Awesome! Thanks for the manual a few months back it helped me a lot. However I just picked up a #2 Russo Coal stove( the skinnier one with the circular grate) I was wondering if anyone has a manual or any specs on it. I just would like to know the BTU and square foot output of these.


----------



## Bigtuna (Dec 2, 2008)

Hi, I'm new to this but have been reading up and this is a great site.  

I just got this same stove posted above (CW1).  I'm installing it in my Garage and will only use it from time to time when.  I have a few quick questions:

The stove is in great shape.  I'm going to re-finish and replace all the gaskets.  It has one small area about 4"x6" on the side that has some rust.  As I'd like to re-finish the entire stove, is it better to sand and re-paint or to sand and polish?  If so, should I use 220 sand paper or wire brush?

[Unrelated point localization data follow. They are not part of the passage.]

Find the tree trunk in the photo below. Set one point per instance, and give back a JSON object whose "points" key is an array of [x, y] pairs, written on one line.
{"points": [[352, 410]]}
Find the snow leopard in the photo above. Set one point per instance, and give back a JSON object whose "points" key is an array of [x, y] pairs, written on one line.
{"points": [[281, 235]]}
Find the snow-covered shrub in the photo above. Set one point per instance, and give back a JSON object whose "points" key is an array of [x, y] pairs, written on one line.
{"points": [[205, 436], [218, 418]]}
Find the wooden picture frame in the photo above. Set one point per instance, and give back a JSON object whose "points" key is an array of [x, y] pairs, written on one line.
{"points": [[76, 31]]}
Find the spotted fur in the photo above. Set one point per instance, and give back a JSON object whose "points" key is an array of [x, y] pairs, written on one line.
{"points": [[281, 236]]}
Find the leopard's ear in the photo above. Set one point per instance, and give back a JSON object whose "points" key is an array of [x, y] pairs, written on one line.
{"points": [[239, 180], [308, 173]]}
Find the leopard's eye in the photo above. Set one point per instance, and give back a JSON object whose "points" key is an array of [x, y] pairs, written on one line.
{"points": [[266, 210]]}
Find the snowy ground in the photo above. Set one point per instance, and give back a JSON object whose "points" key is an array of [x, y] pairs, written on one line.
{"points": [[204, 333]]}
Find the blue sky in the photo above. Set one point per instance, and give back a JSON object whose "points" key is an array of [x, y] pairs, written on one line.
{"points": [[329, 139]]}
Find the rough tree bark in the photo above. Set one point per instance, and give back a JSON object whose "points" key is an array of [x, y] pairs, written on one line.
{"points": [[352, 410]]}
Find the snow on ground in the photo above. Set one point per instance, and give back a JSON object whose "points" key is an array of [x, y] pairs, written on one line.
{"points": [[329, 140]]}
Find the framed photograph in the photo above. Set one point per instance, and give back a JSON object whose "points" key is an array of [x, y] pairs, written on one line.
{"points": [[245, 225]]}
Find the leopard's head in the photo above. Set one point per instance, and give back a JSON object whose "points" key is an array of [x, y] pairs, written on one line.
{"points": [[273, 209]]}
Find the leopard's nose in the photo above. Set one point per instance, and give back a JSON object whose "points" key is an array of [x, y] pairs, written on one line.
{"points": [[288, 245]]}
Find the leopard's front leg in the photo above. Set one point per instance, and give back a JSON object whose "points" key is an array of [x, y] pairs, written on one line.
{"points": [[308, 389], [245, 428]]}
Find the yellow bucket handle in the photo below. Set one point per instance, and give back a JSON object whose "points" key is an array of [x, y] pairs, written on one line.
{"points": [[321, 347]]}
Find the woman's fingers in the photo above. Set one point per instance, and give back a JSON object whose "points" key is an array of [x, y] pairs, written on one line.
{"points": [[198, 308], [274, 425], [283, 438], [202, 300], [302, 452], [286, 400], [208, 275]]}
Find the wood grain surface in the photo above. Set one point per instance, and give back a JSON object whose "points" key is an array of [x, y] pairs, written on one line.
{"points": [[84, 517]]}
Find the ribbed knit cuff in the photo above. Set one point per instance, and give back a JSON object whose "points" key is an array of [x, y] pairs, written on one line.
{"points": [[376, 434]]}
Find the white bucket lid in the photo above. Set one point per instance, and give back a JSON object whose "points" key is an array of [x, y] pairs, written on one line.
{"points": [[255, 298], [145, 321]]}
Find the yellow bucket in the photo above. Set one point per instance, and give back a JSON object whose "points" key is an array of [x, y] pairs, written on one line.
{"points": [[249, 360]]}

The stove will be used for both wood and coal, however, the stove did not come with fire brick to go over the bottom grate.  Is the fire brick for the bottom standard and can I go anywhere.  I read that Russo is now Fireplaceseast.com so I guess I could go there but would like to save some $$ if these are standard.

Lastly, the only other piece missing from the stove is the handle on the left side to turn the cool box.  Not sure what you call that handle but is that a part that would be difficult to find?

Thanks guys


----------



## Will (Sep 22, 2010)

WOODBUTCHER said:
			
		

> It's good to see pictures floating around from my original manual, glad they help. My old Russo stove was a CW#2 (Smaller one) it had 3 firebricks on the bottom and a shaker grate underneath, my manual says it requires a coal basket to burn coal. My manual also states that if you have the the CW#1 Coal is burned directly on the cast iron grates....( please read picture from my old manual , it is different from my other picture you have posted. ) I have also posted a picture of my old CW#2
> 
> 
> WoodButcher



Hello WOODBUTCHER, Master of Fire,
I just bought a used (and incomplete) Russo coal wood combination stove which appears to be just like yours
and I need a copy of the manual for the building inspector to approve my permit.
I can't seem to find the manual *.jpg files you posted on your site? - Sorry, I'm new to this and can't find where to look, if there no longer there, can you email them to me or, - is there anyway I could get a copy of yours?
I would be happy to pay whatever it cost for 'Kinkos' to copy it, or do you know a source?

Also, any ideas where to get a coal basket & shaker? - I would love to burn coal as well

Thanks in advance for any guidance you might provide. Thanks, Wil


----------



## Big D (Nov 27, 2012)

WOODBUTCHER said:


> I put them up for public viewing........9 pages....please give it time to download from my site.
> Please note they are doublepages and require you to scroll left/right at bottom for page viewing.
> 
> WoodButcher
> ...


 Minister of fire.

I have been attempting to locate a manual for my Russo CW2 with no avail. My latest hope, which I thought had come from this post, was smashed when to my dissmay the links you have provided displayed a 404 (page not found) alert. 

After composing myself, I have taken to contacting you directly (I hope) in order that you might find it possible to repost these links, or if you can find it in your heart, to post the pages as you have in previous posts.  The jpgs that can be viewed have proven most helpful ! 

Thank you so much for your help in this matter,

D


----------



## begreen (Nov 27, 2012)

very old thread.


----------